His Queen by Desert Decree(39)
‘It’s not happening. I’m out of here, bag and baggage,’ Molly told him roundly, grabbing up a suitcase and thinking better of it. ‘No, that doesn’t belong to me. None of it does. The clothes in these cases were bought with your money so they are not mine—’
‘Stop this...now!’ Azrael thundered at her. ‘You are not leaving me—’
Glittering green eyes struck his. ‘Watch me,’ she invited, sashaying out of the door again, carrying only her handbag.
‘You’re my wife—’
‘And you called me a lying gold-digger. I will not stay married to a man who thinks that of me!’ Molly spat back at him in rage.
‘If I have made a mistake I will make up for it,’ Azrael swore with touching faith in his own powers of persuasion. ‘But you are not leaving me—’
‘I am leaving you,’ Molly repeated with emphasis. ‘And you’re not allowed to make mistakes of that magnitude and be forgiven for them! There is no get-out-of-jail-free card here!’
‘I will not allow you to leave me,’ Azrael shot back at her with suppressed savagery, wondering why she was referring to a prison. ‘That option isn’t on the table. You are already my wife—’
‘Without my consent...remember?’ Molly reminded him doggedly.
Azrael voiced a very rude English word and snatched her off her feet. ‘I don’t care. You are not leaving me,’ he repeated stubbornly, ignoring her struggles as he carted her back into their bedroom and planted her down on the bed like a rock being settled firmly back into sand. ‘This is your home now.’
‘You can’t force me to stay here against my will and you know you can’t!’ Molly told him defiantly. ‘I’d scream the place down, I’d run away, I’d be a nightmare!’
‘Explain your “not dead” grandfather,’ Azrael persisted, lounging back against the door to prevent her from trying to leave again.
Molly dealt him a hostile appraisal. ‘Why should I?’
‘It would be the adult approach.’
‘You’re one to talk,’ Molly snapped. ‘You jumped straight to nasty conclusions.’
‘My past experiences with women have made me distrustful and cynical.’
Molly closed her eyes tight, furious at the idea of him ever having been with anyone else. It was a totally unreasonable reaction but that was how she felt: as if he was hers, body and soul. Such a possessive feeling was not something to celebrate just at that moment, she reflected with self-loathing.
‘Explain,’ Azrael demanded.
‘My grandmother, a widow, married Maurice Devlin when my mother was a baby. My mother’s birth father died before she was born, never mind my birth. Maurice has always been my grandfather and I rarely remember that we’re not related by blood,’ she confided truthfully. ‘He raised my mother as his daughter. When she died he continued to treat me as his grandchild and I’ve always thought of him as family...the only family I have.’
‘Thank you.

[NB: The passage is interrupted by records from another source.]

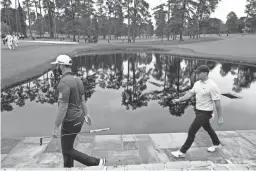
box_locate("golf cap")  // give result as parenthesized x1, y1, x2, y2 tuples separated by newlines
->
(51, 54, 72, 66)
(194, 65, 210, 73)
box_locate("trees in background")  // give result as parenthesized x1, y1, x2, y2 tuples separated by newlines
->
(244, 0, 256, 33)
(1, 0, 254, 41)
(153, 0, 221, 41)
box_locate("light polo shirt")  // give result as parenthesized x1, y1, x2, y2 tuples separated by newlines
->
(190, 79, 221, 111)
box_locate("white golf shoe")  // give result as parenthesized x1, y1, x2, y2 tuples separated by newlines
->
(207, 144, 223, 152)
(171, 150, 186, 158)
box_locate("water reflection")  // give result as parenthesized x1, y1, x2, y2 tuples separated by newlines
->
(219, 63, 256, 93)
(2, 53, 256, 117)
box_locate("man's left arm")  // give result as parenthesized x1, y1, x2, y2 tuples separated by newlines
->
(211, 85, 224, 126)
(214, 100, 222, 118)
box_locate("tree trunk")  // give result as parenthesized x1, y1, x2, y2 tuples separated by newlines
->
(4, 6, 11, 29)
(173, 29, 176, 40)
(53, 0, 57, 39)
(127, 57, 130, 90)
(83, 0, 87, 39)
(71, 0, 75, 42)
(8, 16, 12, 33)
(114, 11, 117, 39)
(196, 20, 200, 39)
(26, 1, 32, 37)
(167, 0, 170, 41)
(47, 1, 54, 38)
(4, 6, 7, 25)
(108, 15, 111, 41)
(34, 1, 38, 19)
(38, 0, 43, 38)
(180, 0, 186, 41)
(73, 32, 76, 42)
(132, 57, 135, 100)
(99, 2, 103, 37)
(127, 0, 131, 43)
(163, 57, 168, 88)
(33, 1, 38, 35)
(132, 0, 137, 43)
(196, 0, 201, 40)
(15, 0, 18, 34)
(244, 13, 249, 32)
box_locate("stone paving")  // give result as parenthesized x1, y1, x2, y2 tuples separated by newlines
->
(1, 130, 256, 170)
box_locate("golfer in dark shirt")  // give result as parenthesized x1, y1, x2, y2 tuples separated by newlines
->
(51, 54, 106, 167)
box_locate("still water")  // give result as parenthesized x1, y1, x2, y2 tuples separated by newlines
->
(1, 53, 256, 138)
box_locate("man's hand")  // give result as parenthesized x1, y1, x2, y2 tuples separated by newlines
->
(85, 115, 92, 126)
(52, 126, 59, 138)
(210, 113, 215, 123)
(172, 98, 180, 104)
(217, 116, 224, 127)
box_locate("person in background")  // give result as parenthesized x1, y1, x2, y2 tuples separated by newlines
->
(4, 33, 15, 50)
(13, 34, 19, 47)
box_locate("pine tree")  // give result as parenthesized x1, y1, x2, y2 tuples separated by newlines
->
(18, 2, 27, 37)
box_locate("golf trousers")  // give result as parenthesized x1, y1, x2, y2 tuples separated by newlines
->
(61, 114, 100, 167)
(7, 40, 13, 49)
(180, 109, 221, 153)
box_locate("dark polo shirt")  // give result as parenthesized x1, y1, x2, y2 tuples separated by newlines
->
(57, 72, 85, 122)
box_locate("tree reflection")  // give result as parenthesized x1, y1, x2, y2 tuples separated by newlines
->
(104, 54, 123, 90)
(148, 55, 198, 116)
(232, 66, 256, 93)
(220, 63, 237, 77)
(1, 66, 98, 112)
(1, 89, 16, 111)
(1, 71, 60, 112)
(219, 62, 256, 93)
(80, 71, 98, 102)
(121, 54, 151, 110)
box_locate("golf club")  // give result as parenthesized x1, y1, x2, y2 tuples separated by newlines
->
(40, 128, 110, 145)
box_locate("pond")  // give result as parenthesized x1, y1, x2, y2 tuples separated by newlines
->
(1, 53, 256, 138)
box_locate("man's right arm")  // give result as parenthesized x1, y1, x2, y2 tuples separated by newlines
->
(76, 78, 88, 116)
(77, 78, 92, 125)
(173, 83, 196, 103)
(176, 91, 195, 102)
(81, 95, 92, 126)
(81, 95, 89, 116)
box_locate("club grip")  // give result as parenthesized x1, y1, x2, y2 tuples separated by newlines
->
(89, 128, 110, 133)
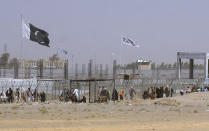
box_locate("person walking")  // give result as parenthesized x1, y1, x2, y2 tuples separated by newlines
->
(15, 88, 20, 103)
(73, 88, 79, 102)
(6, 88, 13, 103)
(26, 88, 32, 103)
(129, 86, 136, 100)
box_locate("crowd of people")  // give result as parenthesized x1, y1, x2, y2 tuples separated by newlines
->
(142, 85, 209, 100)
(3, 84, 208, 104)
(142, 86, 174, 100)
(58, 86, 137, 103)
(98, 86, 136, 102)
(59, 88, 86, 103)
(182, 85, 209, 94)
(0, 88, 46, 104)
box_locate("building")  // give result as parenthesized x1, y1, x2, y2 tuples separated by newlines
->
(18, 59, 66, 69)
(136, 59, 152, 70)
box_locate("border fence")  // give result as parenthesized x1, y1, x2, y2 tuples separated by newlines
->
(0, 78, 206, 102)
(0, 59, 208, 102)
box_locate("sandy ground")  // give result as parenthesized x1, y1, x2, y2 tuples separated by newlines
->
(1, 92, 209, 131)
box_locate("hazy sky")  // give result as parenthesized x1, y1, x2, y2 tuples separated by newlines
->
(1, 0, 209, 65)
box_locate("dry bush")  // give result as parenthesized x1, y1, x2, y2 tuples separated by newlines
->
(184, 104, 194, 107)
(57, 109, 62, 112)
(11, 106, 19, 110)
(138, 108, 146, 112)
(83, 108, 91, 112)
(127, 108, 134, 111)
(193, 110, 198, 113)
(84, 116, 89, 119)
(169, 107, 181, 112)
(154, 98, 180, 106)
(91, 114, 95, 118)
(39, 107, 48, 114)
(118, 109, 124, 112)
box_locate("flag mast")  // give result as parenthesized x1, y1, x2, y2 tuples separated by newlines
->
(20, 14, 24, 59)
(119, 36, 122, 73)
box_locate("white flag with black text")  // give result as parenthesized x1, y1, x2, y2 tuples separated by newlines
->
(122, 37, 139, 48)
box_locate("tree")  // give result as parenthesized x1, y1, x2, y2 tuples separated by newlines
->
(159, 62, 165, 69)
(151, 62, 156, 70)
(8, 58, 17, 68)
(0, 53, 10, 67)
(168, 64, 172, 69)
(183, 62, 189, 69)
(49, 54, 59, 61)
(173, 62, 177, 69)
(126, 62, 137, 69)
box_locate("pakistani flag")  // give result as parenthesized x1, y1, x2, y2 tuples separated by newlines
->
(122, 37, 139, 48)
(22, 19, 50, 47)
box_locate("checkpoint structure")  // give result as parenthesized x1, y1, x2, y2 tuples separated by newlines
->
(177, 52, 209, 79)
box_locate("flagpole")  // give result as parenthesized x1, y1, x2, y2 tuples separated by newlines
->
(56, 48, 58, 57)
(72, 54, 74, 75)
(119, 36, 122, 73)
(67, 53, 74, 76)
(20, 14, 24, 60)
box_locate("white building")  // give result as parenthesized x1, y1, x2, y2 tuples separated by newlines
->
(136, 59, 152, 70)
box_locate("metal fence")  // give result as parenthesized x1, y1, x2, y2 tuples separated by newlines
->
(0, 59, 207, 102)
(0, 77, 206, 102)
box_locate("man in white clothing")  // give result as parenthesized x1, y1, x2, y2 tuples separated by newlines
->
(73, 88, 79, 102)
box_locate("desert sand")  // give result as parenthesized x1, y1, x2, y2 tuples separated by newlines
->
(1, 92, 209, 131)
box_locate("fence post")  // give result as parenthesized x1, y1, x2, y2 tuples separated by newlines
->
(39, 59, 43, 79)
(95, 64, 99, 78)
(3, 65, 6, 78)
(100, 64, 103, 79)
(132, 62, 136, 74)
(105, 64, 108, 79)
(113, 60, 117, 101)
(28, 66, 31, 79)
(82, 64, 85, 79)
(14, 58, 19, 79)
(75, 63, 78, 80)
(24, 67, 27, 79)
(113, 60, 117, 79)
(88, 60, 93, 103)
(64, 60, 68, 79)
(88, 60, 93, 79)
(50, 61, 53, 79)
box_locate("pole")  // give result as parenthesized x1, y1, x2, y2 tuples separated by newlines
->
(72, 54, 74, 76)
(20, 15, 23, 58)
(119, 37, 122, 73)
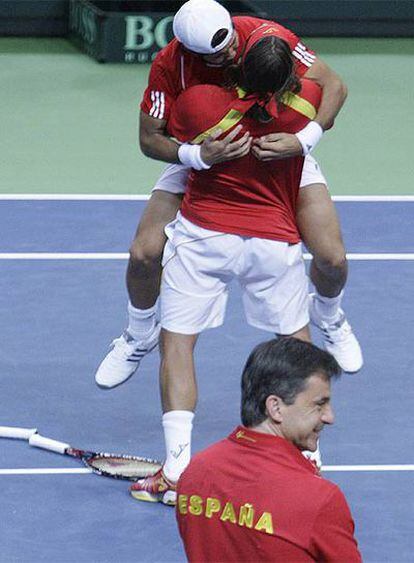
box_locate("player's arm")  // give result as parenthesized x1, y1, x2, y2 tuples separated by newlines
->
(304, 58, 347, 131)
(140, 111, 180, 163)
(140, 111, 252, 168)
(253, 30, 347, 161)
(310, 487, 362, 562)
(252, 59, 347, 161)
(141, 48, 251, 167)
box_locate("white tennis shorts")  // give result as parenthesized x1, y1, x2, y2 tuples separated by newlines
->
(152, 155, 327, 195)
(160, 213, 309, 335)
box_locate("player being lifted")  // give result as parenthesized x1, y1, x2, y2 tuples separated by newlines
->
(95, 0, 363, 390)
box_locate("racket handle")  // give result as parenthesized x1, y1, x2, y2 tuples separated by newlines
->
(29, 433, 70, 454)
(0, 426, 38, 439)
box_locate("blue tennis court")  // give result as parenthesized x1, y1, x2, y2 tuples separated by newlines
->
(1, 196, 413, 562)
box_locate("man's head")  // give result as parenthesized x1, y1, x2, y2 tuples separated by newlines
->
(240, 36, 299, 97)
(241, 338, 341, 451)
(173, 0, 237, 66)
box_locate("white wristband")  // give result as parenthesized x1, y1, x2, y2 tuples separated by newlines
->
(295, 121, 324, 155)
(178, 143, 211, 171)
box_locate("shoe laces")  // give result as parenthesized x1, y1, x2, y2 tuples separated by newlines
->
(321, 314, 353, 343)
(110, 331, 141, 359)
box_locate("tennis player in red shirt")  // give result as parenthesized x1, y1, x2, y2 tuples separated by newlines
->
(177, 338, 362, 562)
(95, 0, 363, 391)
(129, 33, 334, 504)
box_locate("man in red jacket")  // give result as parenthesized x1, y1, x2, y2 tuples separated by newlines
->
(176, 337, 362, 562)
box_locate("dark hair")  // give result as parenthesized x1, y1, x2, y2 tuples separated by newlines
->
(227, 36, 300, 99)
(241, 338, 341, 427)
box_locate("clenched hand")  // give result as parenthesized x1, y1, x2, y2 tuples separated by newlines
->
(252, 133, 303, 161)
(200, 125, 252, 166)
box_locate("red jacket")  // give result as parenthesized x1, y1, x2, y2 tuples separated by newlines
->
(177, 426, 362, 562)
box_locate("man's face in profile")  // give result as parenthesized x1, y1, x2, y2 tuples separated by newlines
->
(278, 373, 335, 452)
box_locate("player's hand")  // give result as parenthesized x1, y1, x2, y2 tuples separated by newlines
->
(252, 133, 303, 161)
(200, 125, 252, 165)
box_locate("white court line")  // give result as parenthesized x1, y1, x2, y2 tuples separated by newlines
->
(323, 465, 414, 472)
(0, 253, 413, 261)
(0, 194, 150, 201)
(0, 253, 130, 260)
(0, 468, 91, 475)
(333, 196, 414, 202)
(0, 194, 414, 202)
(0, 465, 413, 475)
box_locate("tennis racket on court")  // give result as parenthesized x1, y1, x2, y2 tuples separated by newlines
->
(0, 426, 162, 481)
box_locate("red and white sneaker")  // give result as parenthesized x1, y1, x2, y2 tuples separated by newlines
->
(130, 468, 177, 506)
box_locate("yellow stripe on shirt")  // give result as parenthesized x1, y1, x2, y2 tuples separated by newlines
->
(190, 88, 316, 144)
(280, 91, 317, 120)
(191, 109, 245, 144)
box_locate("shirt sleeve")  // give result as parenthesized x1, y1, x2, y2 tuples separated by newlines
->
(140, 52, 178, 121)
(310, 486, 363, 562)
(267, 22, 317, 77)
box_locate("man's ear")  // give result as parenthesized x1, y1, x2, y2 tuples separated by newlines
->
(265, 395, 284, 423)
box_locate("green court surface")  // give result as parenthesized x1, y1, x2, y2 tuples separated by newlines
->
(1, 37, 413, 195)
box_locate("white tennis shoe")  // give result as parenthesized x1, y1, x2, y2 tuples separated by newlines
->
(309, 293, 363, 373)
(95, 325, 161, 389)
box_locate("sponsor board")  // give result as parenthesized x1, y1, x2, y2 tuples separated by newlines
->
(69, 0, 174, 63)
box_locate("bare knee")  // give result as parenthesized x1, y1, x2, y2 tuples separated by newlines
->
(127, 190, 182, 274)
(314, 249, 347, 273)
(160, 330, 198, 361)
(129, 235, 165, 272)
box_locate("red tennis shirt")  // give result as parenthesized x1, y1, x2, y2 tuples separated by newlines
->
(167, 79, 321, 242)
(177, 426, 362, 562)
(140, 16, 316, 122)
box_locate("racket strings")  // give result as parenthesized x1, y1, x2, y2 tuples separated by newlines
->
(87, 454, 162, 479)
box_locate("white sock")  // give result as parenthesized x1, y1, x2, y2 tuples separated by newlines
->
(127, 300, 158, 341)
(314, 291, 343, 322)
(162, 410, 194, 482)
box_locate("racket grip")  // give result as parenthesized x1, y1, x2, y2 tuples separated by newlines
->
(0, 426, 38, 439)
(29, 433, 70, 454)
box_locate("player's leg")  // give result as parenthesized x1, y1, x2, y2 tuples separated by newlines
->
(297, 156, 363, 373)
(282, 324, 311, 342)
(159, 330, 199, 413)
(130, 218, 240, 504)
(159, 329, 198, 483)
(241, 237, 323, 470)
(127, 190, 183, 310)
(130, 329, 199, 506)
(94, 165, 189, 389)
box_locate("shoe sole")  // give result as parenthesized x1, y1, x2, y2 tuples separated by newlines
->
(323, 332, 363, 373)
(130, 490, 176, 506)
(96, 368, 138, 390)
(130, 490, 159, 503)
(309, 315, 363, 374)
(336, 365, 363, 374)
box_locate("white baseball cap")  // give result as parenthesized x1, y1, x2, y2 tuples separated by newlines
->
(173, 0, 233, 54)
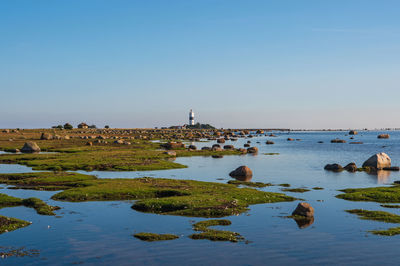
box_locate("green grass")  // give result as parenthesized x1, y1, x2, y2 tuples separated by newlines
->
(189, 219, 243, 242)
(227, 180, 272, 188)
(346, 209, 400, 236)
(0, 172, 296, 218)
(0, 193, 59, 215)
(337, 186, 400, 203)
(0, 132, 240, 172)
(133, 232, 179, 241)
(370, 227, 400, 236)
(281, 188, 310, 193)
(346, 209, 400, 223)
(0, 215, 31, 234)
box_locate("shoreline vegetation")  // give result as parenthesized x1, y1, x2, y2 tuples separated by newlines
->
(0, 172, 296, 218)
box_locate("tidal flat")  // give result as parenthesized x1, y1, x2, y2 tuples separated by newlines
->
(2, 129, 400, 265)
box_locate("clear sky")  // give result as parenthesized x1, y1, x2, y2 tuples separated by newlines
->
(1, 0, 399, 129)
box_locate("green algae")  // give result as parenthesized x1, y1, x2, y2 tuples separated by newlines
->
(346, 209, 400, 223)
(227, 180, 272, 188)
(337, 186, 400, 203)
(0, 215, 31, 234)
(133, 232, 179, 241)
(281, 188, 310, 193)
(370, 227, 400, 236)
(189, 219, 243, 242)
(0, 173, 296, 218)
(0, 193, 59, 215)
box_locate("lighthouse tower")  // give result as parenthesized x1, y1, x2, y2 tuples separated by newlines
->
(189, 109, 195, 126)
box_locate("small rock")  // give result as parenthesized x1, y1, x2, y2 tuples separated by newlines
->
(324, 163, 343, 172)
(344, 162, 357, 172)
(292, 202, 314, 218)
(229, 166, 253, 179)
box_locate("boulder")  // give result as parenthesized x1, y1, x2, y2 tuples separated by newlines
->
(266, 141, 274, 145)
(21, 142, 41, 153)
(287, 138, 294, 141)
(292, 202, 314, 218)
(324, 163, 343, 172)
(247, 147, 258, 154)
(349, 130, 358, 135)
(217, 138, 225, 144)
(201, 147, 211, 151)
(362, 153, 391, 170)
(237, 148, 247, 154)
(40, 133, 53, 140)
(378, 134, 390, 139)
(331, 139, 346, 143)
(188, 145, 197, 150)
(344, 162, 357, 172)
(86, 142, 93, 146)
(244, 143, 250, 147)
(229, 166, 253, 179)
(223, 145, 234, 150)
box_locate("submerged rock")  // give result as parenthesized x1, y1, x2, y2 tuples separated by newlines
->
(21, 142, 41, 153)
(247, 147, 258, 154)
(229, 166, 253, 179)
(266, 141, 274, 145)
(324, 163, 343, 172)
(292, 202, 314, 218)
(331, 139, 346, 143)
(378, 134, 390, 139)
(362, 153, 391, 170)
(344, 162, 357, 172)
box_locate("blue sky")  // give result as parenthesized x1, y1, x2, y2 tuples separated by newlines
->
(1, 0, 399, 129)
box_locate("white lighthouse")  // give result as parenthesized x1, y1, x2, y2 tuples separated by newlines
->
(189, 109, 195, 126)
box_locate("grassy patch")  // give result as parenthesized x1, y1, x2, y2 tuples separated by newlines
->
(227, 180, 272, 188)
(0, 193, 59, 215)
(312, 187, 324, 190)
(346, 209, 400, 223)
(370, 227, 400, 236)
(337, 186, 400, 203)
(281, 188, 310, 193)
(189, 219, 243, 242)
(0, 215, 31, 234)
(133, 232, 179, 241)
(0, 173, 296, 218)
(279, 183, 290, 187)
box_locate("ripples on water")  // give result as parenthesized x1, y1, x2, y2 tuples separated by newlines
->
(1, 131, 400, 265)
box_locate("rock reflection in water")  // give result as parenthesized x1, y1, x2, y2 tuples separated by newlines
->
(232, 176, 252, 182)
(293, 216, 314, 229)
(366, 170, 391, 184)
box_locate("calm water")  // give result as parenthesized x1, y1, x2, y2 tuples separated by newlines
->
(2, 131, 400, 265)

That has clarified the situation,’ Azrael responded with dignity, torn between relief that his worst imaginings were groundless and anger that he, who prided himself on his cool head and judgement, could have put himself so much in the wrong.
Molly recognised the conflicting emotions chasing across his lean, darkly handsome face and noted the colour rising to accentuate his exotic cheekbones as he accepted the truth of her explanation. She wondered dimly what kind of behaviour his past experiences with women had entailed and crushed a curiosity that she knew would only upset her.
‘I am very sorry for my misapprehension,’ Azrael murmured gruffly. ‘I insulted you.’
He was defensive, wearing his Mr Grumpy expression again and, even aware that she was the injured party, Molly was impressed that he could rise above his pride to apologise. ‘I’m still annoyed with you,’ she admitted.
Azrael jerked his chin in acknowledgement and studied her with dark intense eyes. ‘I lost my temper—’
‘We all do from time to time,’ she parried, fighting an overpowering desire to wrap her arms round his lean, powerful figure and despising herself for it. ‘But I can’t overlook the speed with which you chose to believe the worst of me...that’s a dangerous level of distrust.’
A very faint spur of panic urged Azrael forward. There was so much he felt that he should be saying but he wasn’t used to saying such things and he didn’t have the words to explain that she brought something into his life he knew he could not bear to lose. He sank down on the side of the bed and used a long-fingered brown hand to cradle her cheekbone, his thumb tracing the edge of her full, sultry mouth.